Business 1 April 2026 Daily Monitor (Uganda)

NSSF Launches Flexible Savings with Minimum Shs500 Contributions

The National Social Security Fund has introduced a new voluntary savings option under its SmartLife scheme, allowing contributions as low as Shs500, following Cabinet approval to boost informal sector retirement savings toward 15 million participants by 2035. Since the 2024 launch, it has already attracted 3.4 million savers with Shs30 billion in assets. Source: https://www.monitor.co.ug/uganda/business/markets/you-can-now-save-as-low-as-shs500-under-nssf-s-voluntary-scheme-5410484

The National Social Security Fund (NSSF) is rolling out an updated voluntary savings scheme that lets workers contribute starting from just Shs500. This step comes after Cabinet and Attorney General approval, aiming to draw more informal sector workers into retirement savings, targeting 15 million by 2035.

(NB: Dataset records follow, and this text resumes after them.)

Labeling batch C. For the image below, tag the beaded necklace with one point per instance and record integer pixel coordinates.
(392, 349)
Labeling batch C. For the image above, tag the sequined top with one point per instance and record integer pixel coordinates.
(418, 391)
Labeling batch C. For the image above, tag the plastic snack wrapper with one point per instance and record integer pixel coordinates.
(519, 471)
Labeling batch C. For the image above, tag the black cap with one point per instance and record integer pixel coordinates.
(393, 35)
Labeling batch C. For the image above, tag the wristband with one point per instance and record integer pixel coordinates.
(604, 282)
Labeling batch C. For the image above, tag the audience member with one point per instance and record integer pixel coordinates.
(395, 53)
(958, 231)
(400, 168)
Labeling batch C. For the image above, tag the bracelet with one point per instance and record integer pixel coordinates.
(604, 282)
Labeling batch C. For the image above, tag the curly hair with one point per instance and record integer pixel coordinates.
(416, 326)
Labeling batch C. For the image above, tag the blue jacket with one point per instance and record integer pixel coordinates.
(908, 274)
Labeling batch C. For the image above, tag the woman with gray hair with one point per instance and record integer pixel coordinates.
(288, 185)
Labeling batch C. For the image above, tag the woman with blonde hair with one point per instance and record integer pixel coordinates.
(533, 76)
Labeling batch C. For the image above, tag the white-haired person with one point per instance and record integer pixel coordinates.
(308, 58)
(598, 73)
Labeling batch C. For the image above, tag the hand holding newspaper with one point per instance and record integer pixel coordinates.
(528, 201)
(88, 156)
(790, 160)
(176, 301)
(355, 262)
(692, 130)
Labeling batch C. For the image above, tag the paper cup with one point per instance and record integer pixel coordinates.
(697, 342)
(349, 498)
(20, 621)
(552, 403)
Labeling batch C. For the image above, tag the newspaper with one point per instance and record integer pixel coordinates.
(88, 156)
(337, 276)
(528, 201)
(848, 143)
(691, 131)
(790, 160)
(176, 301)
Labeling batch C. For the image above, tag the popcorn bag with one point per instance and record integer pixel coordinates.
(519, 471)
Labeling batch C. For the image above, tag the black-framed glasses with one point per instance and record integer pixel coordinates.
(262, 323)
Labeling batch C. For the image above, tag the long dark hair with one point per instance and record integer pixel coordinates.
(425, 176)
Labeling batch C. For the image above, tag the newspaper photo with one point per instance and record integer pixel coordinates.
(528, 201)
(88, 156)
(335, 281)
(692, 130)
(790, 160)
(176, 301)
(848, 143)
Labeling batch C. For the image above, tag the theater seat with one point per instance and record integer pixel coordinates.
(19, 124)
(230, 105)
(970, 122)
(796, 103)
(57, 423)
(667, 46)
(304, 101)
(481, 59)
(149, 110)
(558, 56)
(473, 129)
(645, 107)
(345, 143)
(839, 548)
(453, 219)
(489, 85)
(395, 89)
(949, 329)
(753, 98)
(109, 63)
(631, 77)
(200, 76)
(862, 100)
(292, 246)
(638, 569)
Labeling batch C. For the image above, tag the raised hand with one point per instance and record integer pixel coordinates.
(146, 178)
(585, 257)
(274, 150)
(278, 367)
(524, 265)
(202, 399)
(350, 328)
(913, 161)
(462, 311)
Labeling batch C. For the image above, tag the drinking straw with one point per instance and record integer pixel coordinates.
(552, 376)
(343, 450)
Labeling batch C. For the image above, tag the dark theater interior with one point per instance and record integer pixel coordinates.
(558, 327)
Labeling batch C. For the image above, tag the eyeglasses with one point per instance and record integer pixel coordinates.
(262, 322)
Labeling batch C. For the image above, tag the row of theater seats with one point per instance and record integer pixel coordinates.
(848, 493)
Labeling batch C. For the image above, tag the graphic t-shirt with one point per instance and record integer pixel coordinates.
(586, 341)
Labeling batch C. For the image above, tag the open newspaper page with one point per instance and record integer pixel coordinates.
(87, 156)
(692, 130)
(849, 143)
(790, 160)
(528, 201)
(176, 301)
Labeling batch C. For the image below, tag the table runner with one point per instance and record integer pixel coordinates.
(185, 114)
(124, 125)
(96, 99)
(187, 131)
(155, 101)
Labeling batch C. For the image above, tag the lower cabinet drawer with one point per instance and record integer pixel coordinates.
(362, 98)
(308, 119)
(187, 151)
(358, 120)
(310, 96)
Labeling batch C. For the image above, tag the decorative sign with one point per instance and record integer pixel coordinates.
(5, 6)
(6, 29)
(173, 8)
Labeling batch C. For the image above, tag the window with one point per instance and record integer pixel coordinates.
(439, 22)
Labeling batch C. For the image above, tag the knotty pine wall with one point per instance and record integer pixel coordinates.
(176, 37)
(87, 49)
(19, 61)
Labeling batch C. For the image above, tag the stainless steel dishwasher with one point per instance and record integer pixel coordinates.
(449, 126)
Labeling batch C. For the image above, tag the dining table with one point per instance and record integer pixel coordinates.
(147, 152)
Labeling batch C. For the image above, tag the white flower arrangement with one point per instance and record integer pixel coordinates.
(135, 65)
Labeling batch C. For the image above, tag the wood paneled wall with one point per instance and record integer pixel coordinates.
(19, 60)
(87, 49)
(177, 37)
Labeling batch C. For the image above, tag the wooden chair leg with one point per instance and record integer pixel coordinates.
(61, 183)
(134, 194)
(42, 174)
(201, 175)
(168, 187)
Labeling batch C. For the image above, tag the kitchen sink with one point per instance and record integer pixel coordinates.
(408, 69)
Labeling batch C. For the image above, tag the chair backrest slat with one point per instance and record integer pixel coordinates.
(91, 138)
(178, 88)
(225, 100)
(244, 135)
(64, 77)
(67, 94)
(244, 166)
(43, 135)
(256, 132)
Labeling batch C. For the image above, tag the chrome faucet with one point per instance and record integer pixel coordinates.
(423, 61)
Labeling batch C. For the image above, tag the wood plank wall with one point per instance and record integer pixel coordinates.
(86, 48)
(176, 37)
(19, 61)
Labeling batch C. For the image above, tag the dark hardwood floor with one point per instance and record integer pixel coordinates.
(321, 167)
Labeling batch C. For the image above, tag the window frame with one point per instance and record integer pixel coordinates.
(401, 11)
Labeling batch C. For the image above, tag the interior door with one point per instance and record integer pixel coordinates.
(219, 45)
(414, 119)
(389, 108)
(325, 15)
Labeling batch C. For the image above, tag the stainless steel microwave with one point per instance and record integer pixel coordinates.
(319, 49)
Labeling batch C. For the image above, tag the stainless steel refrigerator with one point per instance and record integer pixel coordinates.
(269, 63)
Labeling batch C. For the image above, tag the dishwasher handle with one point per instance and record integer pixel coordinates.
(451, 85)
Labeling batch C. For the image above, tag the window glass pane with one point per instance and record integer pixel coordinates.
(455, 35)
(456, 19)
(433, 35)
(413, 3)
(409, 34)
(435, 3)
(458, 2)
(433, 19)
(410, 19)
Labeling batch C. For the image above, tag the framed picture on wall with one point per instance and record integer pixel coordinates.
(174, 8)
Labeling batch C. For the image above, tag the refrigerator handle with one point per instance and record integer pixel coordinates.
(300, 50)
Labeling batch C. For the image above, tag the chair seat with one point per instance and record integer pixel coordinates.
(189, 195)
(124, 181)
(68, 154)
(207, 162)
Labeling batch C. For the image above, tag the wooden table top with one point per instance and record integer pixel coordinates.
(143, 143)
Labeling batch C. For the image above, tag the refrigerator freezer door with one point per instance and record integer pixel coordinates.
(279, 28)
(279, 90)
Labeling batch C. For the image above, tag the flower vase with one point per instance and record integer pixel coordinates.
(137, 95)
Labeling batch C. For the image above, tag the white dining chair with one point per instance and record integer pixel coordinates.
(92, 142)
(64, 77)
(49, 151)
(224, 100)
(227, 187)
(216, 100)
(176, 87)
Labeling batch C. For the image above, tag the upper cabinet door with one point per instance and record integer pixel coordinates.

NSSF Managing Director Patrick Ayota announced this during a project handover in Kayunga District. He highlighted the success of the SmartLife Savings Scheme launched in 2024, which has signed up 3.4 million voluntary savers across 113,300 accounts, growing assets to Shs30 billion.

This aligns with NSSF Vision 2035, a strategy to expand assets under management to Shs50 trillion, cover 50 percent of the working population, and achieve 95 percent satisfaction rates for customers and staff. It builds on 2022 reforms emphasizing savings security, convenience, and empowerment.

Gender, Labour and Social Development Minister Betty Amongi noted that only 11 percent of Ugandans have conventional social security coverage, excluding 90 percent. She praised initiatives like SmartLife for enabling targeted savings and building financial capacity.

The new SmartLife Flexi product, enabled by recent regulations, responds to 2021 research showing 60 percent of members wanted more voluntary options for retirement, education, health, and business needs. Contributors can start at Shs5,000, with daily balance returns credited monthly, a one-year minimum lock-in, and low-cost early withdrawals.

This targets Uganda’s informal sector, a key economic driver yet underserved by traditional systems.